Let $f: X \longrightarrow Y$ be a morphism of varieties over $\mathbb{C}$ and assume it is finite of degree 1, i.e. it is surjective and
$$
[K(Y):K(X)] = 1 \quad \quad (*)
$$
i.e. the function fields are isomorphic.
Since one can show $f$ to be flat, this means all its fibres consist of a single point, hence the morphism is unramified hence étale (see some exercise in Hartshorne in the chapter on smooth morphisms). It is also bijective.
Now, to show that $f$ is an isomorphism one can use the euclidian topology and the fact that étale coverings induce isomorphisms on the tangent spaces at all points, so $f$ is euclidian-locally an isomorphism. Since it is also bijective, it is an isomorphism globally.
Could anyone give me an elegant short proof that works in all characteristics? Or if this happens not to be true, an algebraic proof over $\mathbb{C}$?
If this proof works more generally for certain schemes, i'd be happy to know about it too.
Idea 1: Locally $f$ is given by an inclusion of rings $R \rightarrow S$ and i hope to somehow deduce from $(*)$ that $S$ is a $R$ module of rank 1, so indeed $R \cong S$ and we are done locally, hence also globally
Idea 2: By $(*)$, $X$ and $Y$ are birational, but i am not sure how to continue from here.
This is most probably just a simple application of commutative algebra knowledge that i lack.. Thanks!

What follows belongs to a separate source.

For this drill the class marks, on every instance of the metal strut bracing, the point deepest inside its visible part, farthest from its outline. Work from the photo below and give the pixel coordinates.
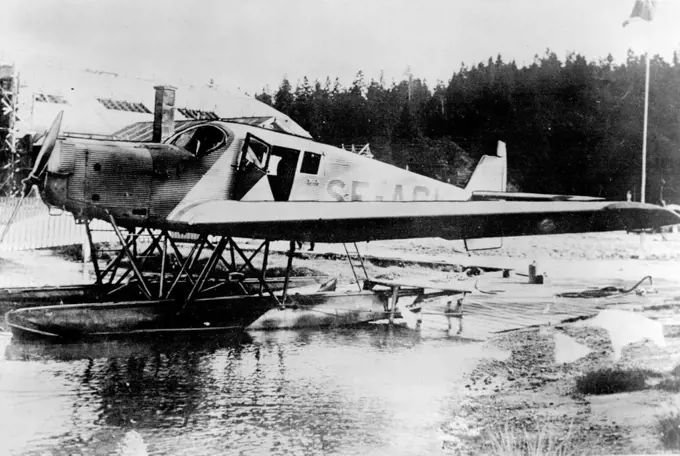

Edit: This is incorrect! I worked with the assumption of smooth varieties but failed to mention so. Smoothness is necessary to show flatness (Hartshorne exercise III.9.3(a)) and without it the reasoning collapes, as Georges points out below. It seemed more natural to close this one and post a new question, this can be found at Nice proof for étale of degree 1 implies isomorphism.
Best Answer
The morphism $f$ need not be flat and the fibers do not all consist of one point.
As I explained in my answer to your preceding question, the normalization of the node $N=V(y^2-x^2-x^3)\subset \mathbb A^2_k$ is the finite morphism $$f\colon \mathbb A^1_k\to N\colon t\mapsto (t^2-1,t^3-t)$$ of degree $1$.
However the fiber over $P=(0,0)\in N$ does not consist of a single point, but of the two simple points $t=-1, t=+1$, so that $f$ is not flat.
The morphism $f$ is not étale and not bijective.
So it is not possible to give you an "elegant short proof" of these incorrect statements.